Home News Local News ANNEXATION MEET SPARKS OPPOSITION
ANNEXATION MEET SPARKS OPPOSITION
By Ray Linker
Observer Staff Writer
Things got a little heated in the
La Grande High School commons Monday night. And it wasn't just because the air conditioning wasn't on in the enclosed area.
About 45 residents living in
La Grande's urban growth area assembled to ask questions about the consequences or advantages of being annexed into the city limits.
Thanks, but no thanks, was the message the residents sent to the city staff.
Most who spoke said the high cost of hooking up to water and sewer services made it unlikely or impossible for them to seek to be annexed.
"There is no incentive, such as a reduced cost for hookups," said one man.
The hookup fees would vary, depending on several factors, said Community Development Director Mike Hyde, adding that there is no requirement that a home be hooked up if it were annexed.
Hyde said he knew of only two of 300 to 400 property owners who were interested in being annexed.
He said those outside the city who already have city water and sewer services would see an immediate savings of 50 percent for water and 20 percent for sewer.
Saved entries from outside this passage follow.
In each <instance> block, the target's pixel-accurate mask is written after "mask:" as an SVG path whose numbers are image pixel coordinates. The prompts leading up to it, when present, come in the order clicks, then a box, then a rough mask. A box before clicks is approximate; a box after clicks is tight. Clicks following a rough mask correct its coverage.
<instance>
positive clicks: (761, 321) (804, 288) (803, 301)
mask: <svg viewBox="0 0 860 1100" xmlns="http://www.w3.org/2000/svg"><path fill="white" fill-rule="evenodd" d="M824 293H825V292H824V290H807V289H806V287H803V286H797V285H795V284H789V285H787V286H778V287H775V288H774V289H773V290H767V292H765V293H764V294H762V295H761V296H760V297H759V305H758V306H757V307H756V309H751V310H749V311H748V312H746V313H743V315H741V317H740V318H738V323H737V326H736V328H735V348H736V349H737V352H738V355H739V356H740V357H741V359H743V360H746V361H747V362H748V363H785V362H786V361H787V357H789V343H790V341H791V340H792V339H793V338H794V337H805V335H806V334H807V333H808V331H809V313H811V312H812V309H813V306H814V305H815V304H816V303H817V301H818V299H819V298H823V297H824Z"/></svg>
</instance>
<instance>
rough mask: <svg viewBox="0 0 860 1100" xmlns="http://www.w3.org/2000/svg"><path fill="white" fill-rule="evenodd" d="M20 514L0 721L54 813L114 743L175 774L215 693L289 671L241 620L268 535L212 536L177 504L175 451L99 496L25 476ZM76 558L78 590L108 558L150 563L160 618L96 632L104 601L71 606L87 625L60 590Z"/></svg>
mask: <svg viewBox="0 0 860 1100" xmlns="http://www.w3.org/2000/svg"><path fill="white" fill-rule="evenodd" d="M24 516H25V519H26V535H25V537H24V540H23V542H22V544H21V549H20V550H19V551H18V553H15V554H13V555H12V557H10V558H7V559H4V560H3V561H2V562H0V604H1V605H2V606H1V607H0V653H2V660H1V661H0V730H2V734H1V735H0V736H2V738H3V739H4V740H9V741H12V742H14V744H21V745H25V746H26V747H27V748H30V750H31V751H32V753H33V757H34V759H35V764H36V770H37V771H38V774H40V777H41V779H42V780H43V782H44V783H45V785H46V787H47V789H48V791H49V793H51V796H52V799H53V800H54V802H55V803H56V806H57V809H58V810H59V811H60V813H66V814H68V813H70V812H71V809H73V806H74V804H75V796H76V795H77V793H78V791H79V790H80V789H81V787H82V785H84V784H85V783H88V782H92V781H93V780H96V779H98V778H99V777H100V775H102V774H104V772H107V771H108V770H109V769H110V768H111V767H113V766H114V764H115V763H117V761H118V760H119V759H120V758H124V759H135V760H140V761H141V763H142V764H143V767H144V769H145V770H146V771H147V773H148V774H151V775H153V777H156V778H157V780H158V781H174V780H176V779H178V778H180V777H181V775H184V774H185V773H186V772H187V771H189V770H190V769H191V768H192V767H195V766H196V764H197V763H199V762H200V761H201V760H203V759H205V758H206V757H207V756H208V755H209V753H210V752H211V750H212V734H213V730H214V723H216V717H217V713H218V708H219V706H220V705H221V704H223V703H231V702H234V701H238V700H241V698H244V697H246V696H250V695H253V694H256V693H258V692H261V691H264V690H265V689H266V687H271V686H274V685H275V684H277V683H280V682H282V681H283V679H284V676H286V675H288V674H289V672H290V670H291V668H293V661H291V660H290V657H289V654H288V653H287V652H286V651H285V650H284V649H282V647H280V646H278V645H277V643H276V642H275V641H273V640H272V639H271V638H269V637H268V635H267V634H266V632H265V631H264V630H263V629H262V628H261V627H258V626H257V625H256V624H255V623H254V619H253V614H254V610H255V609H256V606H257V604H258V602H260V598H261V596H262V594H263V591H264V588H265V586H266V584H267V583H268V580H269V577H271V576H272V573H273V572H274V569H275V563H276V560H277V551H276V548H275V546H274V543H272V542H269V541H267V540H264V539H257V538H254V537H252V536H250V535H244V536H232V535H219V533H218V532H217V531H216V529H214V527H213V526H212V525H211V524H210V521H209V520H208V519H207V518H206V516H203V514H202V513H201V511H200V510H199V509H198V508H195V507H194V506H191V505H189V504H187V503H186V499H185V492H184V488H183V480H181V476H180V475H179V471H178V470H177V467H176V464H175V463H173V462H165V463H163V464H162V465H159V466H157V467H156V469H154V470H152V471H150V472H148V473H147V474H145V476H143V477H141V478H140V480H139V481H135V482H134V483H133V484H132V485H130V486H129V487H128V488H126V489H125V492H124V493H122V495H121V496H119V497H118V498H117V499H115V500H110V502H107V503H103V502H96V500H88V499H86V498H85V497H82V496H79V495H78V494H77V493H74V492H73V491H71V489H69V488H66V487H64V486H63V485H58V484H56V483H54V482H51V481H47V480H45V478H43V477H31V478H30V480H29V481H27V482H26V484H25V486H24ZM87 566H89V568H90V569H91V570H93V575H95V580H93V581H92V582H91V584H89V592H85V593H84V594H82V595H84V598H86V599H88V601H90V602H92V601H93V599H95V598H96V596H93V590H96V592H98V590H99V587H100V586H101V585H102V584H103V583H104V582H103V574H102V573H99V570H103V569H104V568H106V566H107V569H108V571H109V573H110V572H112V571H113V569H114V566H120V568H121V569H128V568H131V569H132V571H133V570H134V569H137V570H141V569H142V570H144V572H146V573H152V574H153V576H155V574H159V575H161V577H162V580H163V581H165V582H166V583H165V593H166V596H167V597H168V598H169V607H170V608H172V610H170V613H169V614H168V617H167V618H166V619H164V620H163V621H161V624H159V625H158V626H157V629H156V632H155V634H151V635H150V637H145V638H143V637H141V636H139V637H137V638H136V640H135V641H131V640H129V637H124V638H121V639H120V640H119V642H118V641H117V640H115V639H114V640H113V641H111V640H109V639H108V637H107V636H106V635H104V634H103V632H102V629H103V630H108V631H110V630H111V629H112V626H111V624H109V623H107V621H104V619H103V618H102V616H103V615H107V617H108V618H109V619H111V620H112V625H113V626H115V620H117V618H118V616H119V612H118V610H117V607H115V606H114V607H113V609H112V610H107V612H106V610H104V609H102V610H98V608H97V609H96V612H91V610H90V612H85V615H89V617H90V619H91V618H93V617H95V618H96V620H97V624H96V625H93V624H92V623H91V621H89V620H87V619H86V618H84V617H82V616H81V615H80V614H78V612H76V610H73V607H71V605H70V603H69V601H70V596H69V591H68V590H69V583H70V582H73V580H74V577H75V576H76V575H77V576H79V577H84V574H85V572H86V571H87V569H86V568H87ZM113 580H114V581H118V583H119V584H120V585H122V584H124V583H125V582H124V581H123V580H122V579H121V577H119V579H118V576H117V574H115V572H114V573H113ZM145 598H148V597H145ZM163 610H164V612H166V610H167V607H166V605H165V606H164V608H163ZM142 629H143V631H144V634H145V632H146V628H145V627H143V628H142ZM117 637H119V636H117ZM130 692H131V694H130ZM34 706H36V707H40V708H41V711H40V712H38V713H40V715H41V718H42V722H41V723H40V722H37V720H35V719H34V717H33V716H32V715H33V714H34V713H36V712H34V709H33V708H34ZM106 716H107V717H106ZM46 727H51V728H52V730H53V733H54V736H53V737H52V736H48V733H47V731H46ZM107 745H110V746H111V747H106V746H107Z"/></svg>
Under present city ordinances, a resident outside the city cannot get either service unless he or she is annexed.
One man, who did not identify himself, said, "The city wants $47,000 to come 900 feet (with the sewer line). That is outlandish. People don't want to be annexed to pay the cost of hookups."
Others cited estimates of $900 to $1,400 for a sewer hookup.
City Manager Wes Hare said the city only charges its costs, at the most, and sometimes loses money on the installation of lines.
"No one is getting rich off the hookups," Hare said. "We try to cover our actual costs."
Hyde said no one who was annexed would be forced to hook up.
He said the city is not seeking to annex the entire urban growth area but is asking people in different areas, such as those off 12th Street, or Otten Drive, or on the north side around Fourth Street. "It would be strictly voluntary. Even if there is interest in annexation in a particular area, a triple majority would be required."
That involves getting approval from more than 50 percent of the land mass, more than 50 percent of the valuation of the properties and more than 50 percent of the owners.
If a sewer fails and a family seeks annexation later, there is a $1,000 processing fee, Hyde said.
A phased-in property tax proposal over a five-year period did not interest the residents either.
Jack Johnson said the process the city is using is flawed because it does not consider the total urban growth area. He read from the League of Oregon Cities documents that discussed annexation methods.
Hare said, "We wouldn't want to piecemeal (any annexations). We are basically already providing basic services (to people in the urban growth area). If we have to wait until people start moving into the area, it becomes even more difficult."
He said annexation brings full services of the city, including things people don't ordinarily think of, such as economic development, parks and recreation, and others.